Undressing to Sell Salad Dressing

Taking a page straight out of the Old Spice commercial’s Marketing to Women Handbook, the conservative family-oriented company Kraft tries to add some zest with their hunky new face of Italian dressing, Mr. Zesty. Zesty is played by actor Anderson Davis, and the ads feature him shirtless, cooking various dishes with Kraft dressing.

The controversial print ad
The controversial print ad

If these sizzling ads leave you craving more, Kraft takes this integrated marketing campaign one step further with the website where you can send personalized “Zestygrams” to friends, enter contests and find recipes. If you’re so inclined you can follow Mr. Zesty on Twitter. The campaign is definitely a hit with women. Let’s face it, salad dressing is boring. Salads are boring. And here Kraft has made their salad dressing interesting, interactive and sexy.
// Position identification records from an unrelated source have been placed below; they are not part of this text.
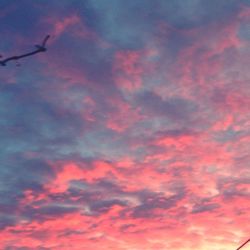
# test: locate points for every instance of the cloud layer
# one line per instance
(132, 131)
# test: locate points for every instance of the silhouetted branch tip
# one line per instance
(40, 48)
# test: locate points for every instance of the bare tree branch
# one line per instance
(40, 48)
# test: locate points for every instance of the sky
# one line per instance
(132, 131)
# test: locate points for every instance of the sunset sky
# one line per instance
(132, 131)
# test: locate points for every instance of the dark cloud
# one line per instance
(175, 108)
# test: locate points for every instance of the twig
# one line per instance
(40, 48)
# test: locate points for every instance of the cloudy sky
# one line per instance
(132, 131)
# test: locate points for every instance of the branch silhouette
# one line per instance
(40, 48)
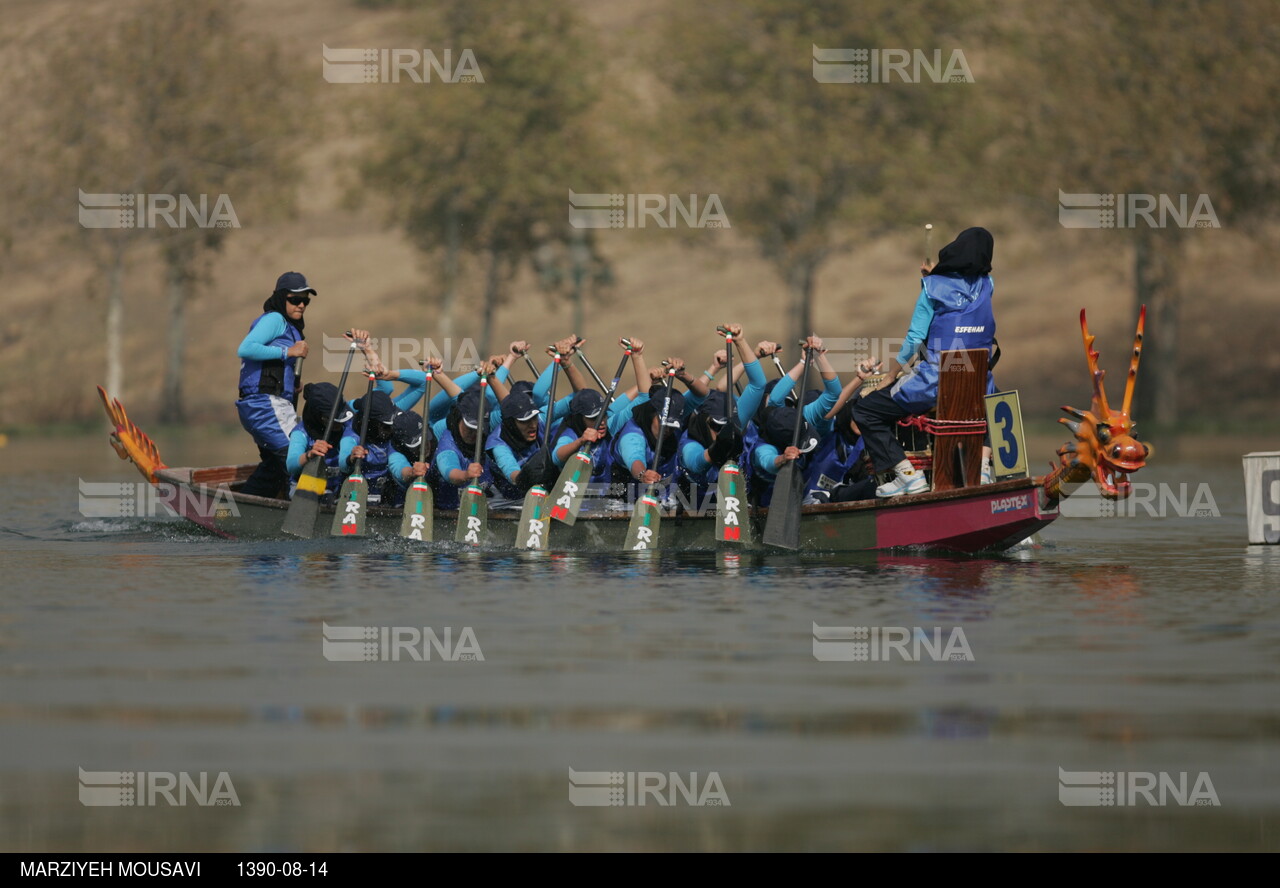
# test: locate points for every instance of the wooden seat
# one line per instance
(961, 389)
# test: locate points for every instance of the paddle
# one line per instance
(570, 488)
(728, 480)
(782, 526)
(589, 367)
(533, 367)
(348, 515)
(301, 517)
(647, 517)
(474, 506)
(417, 521)
(791, 396)
(533, 521)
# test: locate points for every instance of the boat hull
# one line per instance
(986, 518)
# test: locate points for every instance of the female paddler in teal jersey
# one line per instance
(269, 384)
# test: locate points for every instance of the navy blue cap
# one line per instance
(586, 402)
(407, 429)
(713, 408)
(675, 412)
(469, 406)
(781, 425)
(293, 282)
(519, 406)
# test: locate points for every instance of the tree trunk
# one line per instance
(448, 298)
(800, 317)
(493, 280)
(115, 324)
(1156, 287)
(172, 408)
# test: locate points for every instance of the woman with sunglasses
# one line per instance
(269, 384)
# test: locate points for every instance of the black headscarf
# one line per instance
(277, 302)
(968, 256)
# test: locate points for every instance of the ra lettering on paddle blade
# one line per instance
(534, 522)
(645, 520)
(730, 504)
(350, 513)
(571, 489)
(419, 509)
(472, 517)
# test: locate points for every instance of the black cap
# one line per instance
(319, 398)
(676, 410)
(469, 406)
(407, 430)
(586, 402)
(519, 406)
(293, 282)
(713, 408)
(382, 410)
(781, 425)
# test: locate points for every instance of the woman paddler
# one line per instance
(268, 381)
(954, 311)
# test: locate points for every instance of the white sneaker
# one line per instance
(903, 484)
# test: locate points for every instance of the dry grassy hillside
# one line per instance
(668, 293)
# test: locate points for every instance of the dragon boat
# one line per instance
(956, 515)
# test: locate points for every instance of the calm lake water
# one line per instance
(1130, 644)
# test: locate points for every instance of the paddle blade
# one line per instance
(730, 503)
(645, 518)
(534, 521)
(419, 506)
(472, 516)
(350, 515)
(305, 506)
(570, 489)
(782, 525)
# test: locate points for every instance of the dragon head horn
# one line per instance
(1133, 362)
(1091, 356)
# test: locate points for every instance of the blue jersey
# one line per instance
(265, 365)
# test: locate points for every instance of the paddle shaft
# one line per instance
(364, 424)
(426, 415)
(592, 370)
(608, 399)
(551, 404)
(662, 425)
(337, 402)
(484, 406)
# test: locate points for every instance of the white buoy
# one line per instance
(1262, 497)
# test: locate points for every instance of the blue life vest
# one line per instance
(448, 493)
(375, 462)
(963, 319)
(333, 474)
(621, 472)
(501, 483)
(831, 462)
(272, 376)
(600, 456)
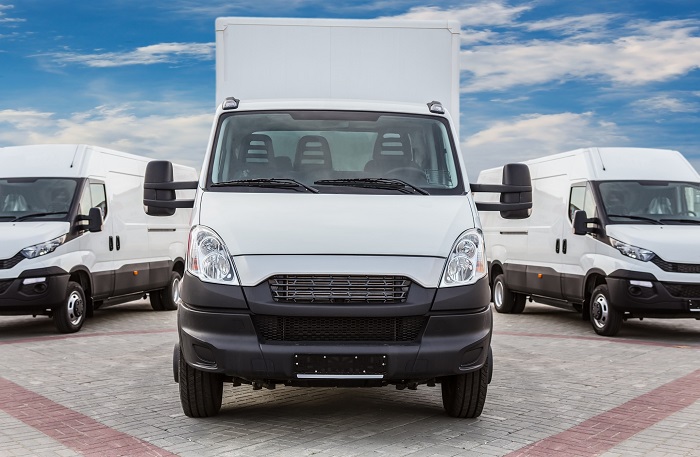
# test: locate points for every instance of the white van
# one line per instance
(74, 236)
(334, 242)
(613, 232)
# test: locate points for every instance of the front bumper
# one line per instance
(18, 298)
(230, 341)
(662, 299)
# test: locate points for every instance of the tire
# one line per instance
(168, 298)
(464, 395)
(605, 319)
(504, 300)
(201, 392)
(70, 316)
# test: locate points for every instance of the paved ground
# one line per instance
(558, 389)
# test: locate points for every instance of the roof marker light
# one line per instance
(436, 107)
(230, 103)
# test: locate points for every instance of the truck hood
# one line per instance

The campaign has managed to stir up some controversy from irate moms who feel that certain print ads like the one seen above are just taking things way to far. It’s always beneficial to have people ravenously Googling your company’s ads because there is controversy associated with them. Hey, the more exposure, the better!

All in all I see the ads as genius, whether they have the staying power of the Old Spice commercials or are just a gimmick to create a momentary spike in sales. Personally I hope this campaign is here to stay, and I don’t even like Italian dressing!